I’ve long wanted a cloth with normal vectors sticking out, so I could visualize normal vectors of surfaces. At long last, here it is!
Normals of a constant negative curvature surface
Here it is in motion. It would make such punk clothes.
Normals in motion. Video credit Dina Buric
The normals amplify any motion of your surface.
blub blub 🐟 I'm very normal
Like all the best math, it makes a great hat.
Math
You can see a lot of math with the normal cloth. Let’s check the normal vectors of a plane:
Normal vectors of a plane
Like we expected, they’re all pointing the same direction! Well, kinda. The straws are a little bendy, so there’s like 5 degree random variation in each.

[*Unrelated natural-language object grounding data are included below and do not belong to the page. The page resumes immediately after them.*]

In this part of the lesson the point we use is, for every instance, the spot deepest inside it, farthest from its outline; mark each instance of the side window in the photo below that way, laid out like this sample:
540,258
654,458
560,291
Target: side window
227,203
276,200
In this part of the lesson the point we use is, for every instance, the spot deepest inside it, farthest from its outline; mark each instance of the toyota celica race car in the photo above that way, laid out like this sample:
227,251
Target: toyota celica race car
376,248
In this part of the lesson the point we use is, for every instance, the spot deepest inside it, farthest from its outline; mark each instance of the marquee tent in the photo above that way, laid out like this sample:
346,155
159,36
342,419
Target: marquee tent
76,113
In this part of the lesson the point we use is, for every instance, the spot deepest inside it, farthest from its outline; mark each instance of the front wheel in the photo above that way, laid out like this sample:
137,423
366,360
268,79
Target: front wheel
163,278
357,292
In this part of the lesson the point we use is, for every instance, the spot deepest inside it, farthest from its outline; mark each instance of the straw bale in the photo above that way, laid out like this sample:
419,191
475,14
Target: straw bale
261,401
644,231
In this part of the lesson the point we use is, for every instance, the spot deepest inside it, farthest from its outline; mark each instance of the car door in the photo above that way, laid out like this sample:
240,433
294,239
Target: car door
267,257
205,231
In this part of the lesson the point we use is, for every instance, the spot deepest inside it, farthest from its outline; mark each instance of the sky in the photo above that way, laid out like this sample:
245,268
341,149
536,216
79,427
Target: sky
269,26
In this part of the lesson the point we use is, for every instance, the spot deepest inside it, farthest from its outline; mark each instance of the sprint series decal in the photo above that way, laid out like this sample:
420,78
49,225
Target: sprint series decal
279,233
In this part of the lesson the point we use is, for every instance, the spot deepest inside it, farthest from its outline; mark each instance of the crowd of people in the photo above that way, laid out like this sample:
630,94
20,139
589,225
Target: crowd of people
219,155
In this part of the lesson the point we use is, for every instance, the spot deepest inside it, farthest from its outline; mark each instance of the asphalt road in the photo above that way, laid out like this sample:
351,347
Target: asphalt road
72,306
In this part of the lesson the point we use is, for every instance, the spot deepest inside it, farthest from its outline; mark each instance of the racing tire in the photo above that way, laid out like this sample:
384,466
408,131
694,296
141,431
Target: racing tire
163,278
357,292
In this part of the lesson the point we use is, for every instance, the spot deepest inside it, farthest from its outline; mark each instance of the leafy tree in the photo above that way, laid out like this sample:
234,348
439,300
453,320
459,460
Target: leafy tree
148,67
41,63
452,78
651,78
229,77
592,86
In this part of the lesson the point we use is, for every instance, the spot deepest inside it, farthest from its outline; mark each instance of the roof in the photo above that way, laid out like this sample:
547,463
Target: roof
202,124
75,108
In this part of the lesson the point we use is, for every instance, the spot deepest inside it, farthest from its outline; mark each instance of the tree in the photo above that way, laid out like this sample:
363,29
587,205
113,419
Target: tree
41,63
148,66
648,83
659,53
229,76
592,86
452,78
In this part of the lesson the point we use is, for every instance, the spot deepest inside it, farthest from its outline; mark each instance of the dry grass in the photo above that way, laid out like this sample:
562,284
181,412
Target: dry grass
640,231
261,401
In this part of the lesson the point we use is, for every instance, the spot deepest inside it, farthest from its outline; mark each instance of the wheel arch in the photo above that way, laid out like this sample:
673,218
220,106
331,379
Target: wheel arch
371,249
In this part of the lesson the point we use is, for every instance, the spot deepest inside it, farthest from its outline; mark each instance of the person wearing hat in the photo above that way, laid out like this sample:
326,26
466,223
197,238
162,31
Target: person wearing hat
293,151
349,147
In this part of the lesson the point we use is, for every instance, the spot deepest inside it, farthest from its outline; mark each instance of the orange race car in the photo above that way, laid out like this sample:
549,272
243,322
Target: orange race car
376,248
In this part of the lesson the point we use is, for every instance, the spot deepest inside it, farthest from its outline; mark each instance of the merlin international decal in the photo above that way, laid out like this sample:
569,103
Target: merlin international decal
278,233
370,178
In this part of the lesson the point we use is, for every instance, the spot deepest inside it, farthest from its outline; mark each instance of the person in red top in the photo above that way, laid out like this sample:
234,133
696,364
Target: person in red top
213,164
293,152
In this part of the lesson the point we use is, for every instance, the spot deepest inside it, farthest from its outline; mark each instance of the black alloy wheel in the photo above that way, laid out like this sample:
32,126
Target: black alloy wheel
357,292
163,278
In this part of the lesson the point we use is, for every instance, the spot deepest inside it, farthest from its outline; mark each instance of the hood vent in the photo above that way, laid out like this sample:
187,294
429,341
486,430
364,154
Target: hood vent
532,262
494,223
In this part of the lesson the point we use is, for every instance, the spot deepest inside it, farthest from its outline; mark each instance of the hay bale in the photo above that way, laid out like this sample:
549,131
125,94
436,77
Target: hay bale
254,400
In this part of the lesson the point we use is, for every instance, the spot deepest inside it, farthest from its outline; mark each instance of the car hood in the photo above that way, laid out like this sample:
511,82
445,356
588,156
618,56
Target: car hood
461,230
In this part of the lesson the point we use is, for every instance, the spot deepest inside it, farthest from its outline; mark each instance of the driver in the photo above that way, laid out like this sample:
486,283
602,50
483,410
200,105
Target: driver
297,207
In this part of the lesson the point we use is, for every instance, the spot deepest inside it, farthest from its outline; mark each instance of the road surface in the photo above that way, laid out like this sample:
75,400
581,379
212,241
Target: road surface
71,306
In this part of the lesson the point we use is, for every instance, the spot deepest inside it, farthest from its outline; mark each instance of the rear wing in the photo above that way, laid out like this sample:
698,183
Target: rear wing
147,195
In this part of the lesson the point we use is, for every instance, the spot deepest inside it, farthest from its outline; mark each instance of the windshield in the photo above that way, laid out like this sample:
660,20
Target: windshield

It looks like a bump map, a trick that 3D artists use to make surfaces seem bumpy. I’d like a version with less variation, but I don’t know how to make it. When the surface isn’t so flat, the deviation from the platonic realm isn’t so obvious. Now let’s put it on the hyperbolic plane!
Normal vectors of a saddle
This is shot from from the top down This picture looks like a vector field in the plane, with a zero at the center of the image where the normal is pointing towards us. The linear approximation to this vector field at zero is given by a matrix, which is the second fundamental form. And we can see it with the normals! I love how obvious this makes the directions of principle curvature, which are the eigenvectors of the second fundamental form. In this picture, they’re vertical and horizontal.
Here’s the same surface, but looking along one of the diagonals
Close up of the normal vectors
Notice how the normals twist as you move along the surface. This is one of the hallmarks of negative curvature. The rate of the twisting is related to the curvature of the surface. This property is essential to my mechanical model of a constant negative curvature surface
Construction
This was made by 3D printing through fabric. I bought some stretchy tulle fabric from the most insane fabric store I’ve ever seen.
Ah, paris
You 3D print a few layers, then pause the printer. Tape the fabric on top, and resume. The PLA melts through the holes in the tulle. This was the first 3D print I ever made, and it worked really well. Here is a guide. Many thanks with Henry Segerman for designing the model. Here is the STL file, if you’d like to print it yourself.
the normal vectors mid 3D print.
Each puck has a hole in it for an M3 screw, with a recess so that the head of the screw is flush with the bottom. After printing, I poke screws through all the holes. Then I add my normal vectors in the form of plastic straws. I used the same straws from this sculpture, which coincidentally were exactly M3 sized. The straws screwed on, held tight by the threads of the screws and acting as a nut.